I'm classifying spam from a list of email text (stored in csv format), but before I can do this, I want to get some simple count stats from the output. I used CountVectorizer from sklearn as a first step and implemented by the following code
import pandas as pd
import numpy as np
from sklearn.model_selection import train_test_split
from sklearn.feature_extraction.text import CountVectorizer
#import data from csv
spam = pd.read_csv('spam.csv')
spam['Spam'] = np.where(spam['Spam']=='spam',1,0)
#split data
X_train, X_test, y_train, y_test = train_test_split(spam_data['text'], spam_data['target'], random_state=0)

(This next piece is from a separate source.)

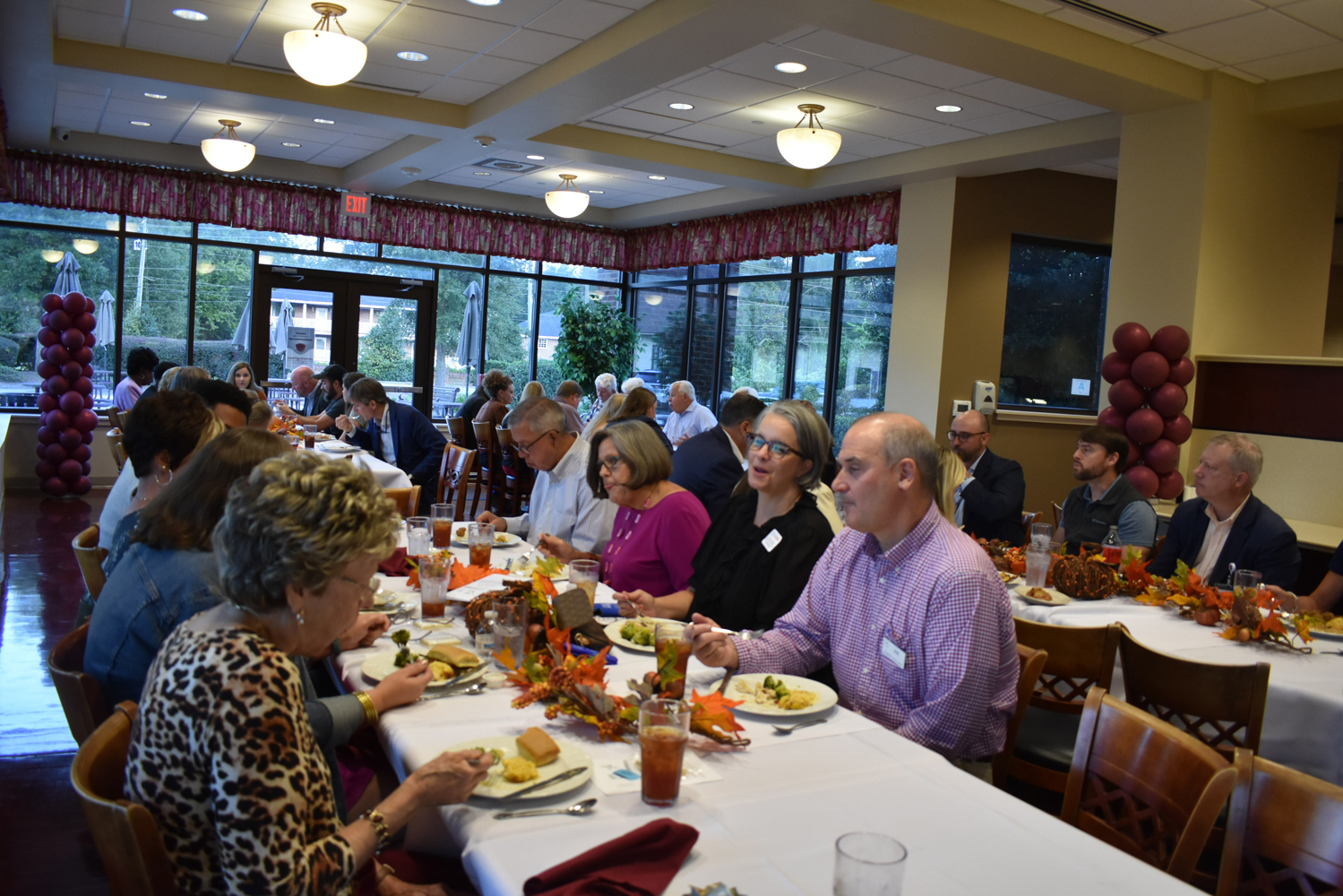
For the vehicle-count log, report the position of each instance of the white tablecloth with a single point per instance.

#convert 'features' to numeric and then to matrix or list
cv = CountVectorizer()
x_traincv = cv.fit_transform(X_train)
a = x_traincv.toarray()
a_list = cv.inverse_transform(a)
The output is stored in a matrix (named 'a') or a list of arrays (named 'a_list') format that looks like this
[array(['do', 'I', 'off', 'text', 'where', 'you'],
dtype='<U32'),
array(['ages', 'will', 'did', 'driving', 'have', 'hello', 'hi', 'hol', 'in', 'its', 'just', 'mate', 'message', 'nice', 'off', 'roads', 'say', 'sent', 'so', 'started', 'stay'], dtype='<U32'),
...
array(['biz', 'for', 'free', 'is', '1991', 'network', 'operator', 'service', 'the', 'visit'], dtype='<U32')]
but I found it a little difficult to get some simple count stats from these outputs, such as longest/shortest token, the average length of tokens, etc. How can I get these simple count stats from the matrix or list output that I generated?